Per ciascuna campagna in Rete Display è sempre disponibile, tra le impostazioni aggiuntive (nascoste di default), la sezione “Esclusione di contenuti”. In questo pannello puoi disattivare, attraverso i diversi flag, la pubblicazione degli annunci in diversi ambiti:

  • etichette per contenuti digitali
  • contenuti sensibili
  • tipo di contenuti

Il primo ambito, “etichette per contenuti digitali” restringe l’erogazione a contenuti classificati come adatti a tutti i segmenti di pubblico, adatti alle famiglie, tutto il pubblico accompagnato da genitori, adolescenti e così via. È di fatto una prima restrizione a livello di “età ideale per la fruizione” (se così vogliamo dire) del nostro target.

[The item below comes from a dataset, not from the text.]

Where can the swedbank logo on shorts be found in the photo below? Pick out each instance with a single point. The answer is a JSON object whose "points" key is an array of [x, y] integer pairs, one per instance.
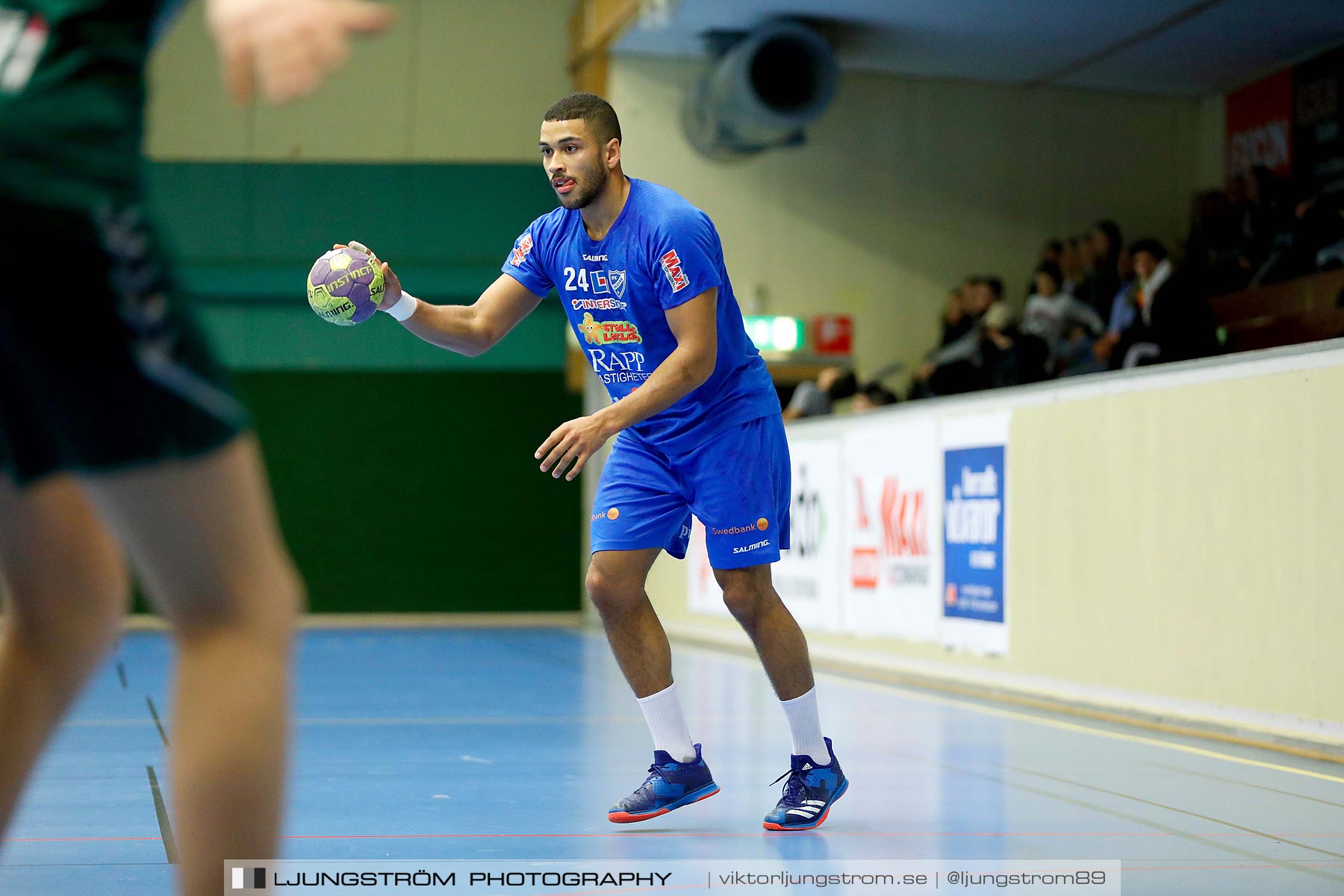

Sotto “contenuti sensibili” abbiamo la possibilità di escludere posizionamenti che tocchino tragedie, conflitti, problemi sociali o comunque sensibili, sessualmente allusivi e così via. Non è difficile immaginare infatti quanto potrebbe risultare indelicato un annuncio di un qualunque prodotto o servizio, posizionato su una testata giornalistica online insieme all’articolo sbagliato appartenente alle categorie di cui sopra.

Infine, “tipo di contenuti” raccoglie voci dal significato diverso. Tra le opzioni più interessanti, possiamo escludere la visualizzazione dell’annuncio all’interno di giochi, video di YouTube in live streaming o video incorporati (immaginando che l’attenzione per l’annuncio cali drasticamente), annunci below-the-fold (ovvero nella parte bassa della pagina, nascosta dallo scroll) e persino su domini parcheggiati (che notoriamente sono infarciti di annunci di bassa qualità).

A livello di account

Se agire a livello di campagna permette una migliore granularità nella scelta delle impostazioni, è anche possibile agire una volta per tutte a livello di intero account Google Ads.

In questo caso le impostazioni sono leggermente più difficili da trovare. È infatti necessario selezionare in alto a sinistra nel menù principale “Tutte le campagne”, poi nel sottomenù verticale entrare nelle “Impostazioni” e in alto, ora, in questa pagina, selezionare “Impostazioni account”.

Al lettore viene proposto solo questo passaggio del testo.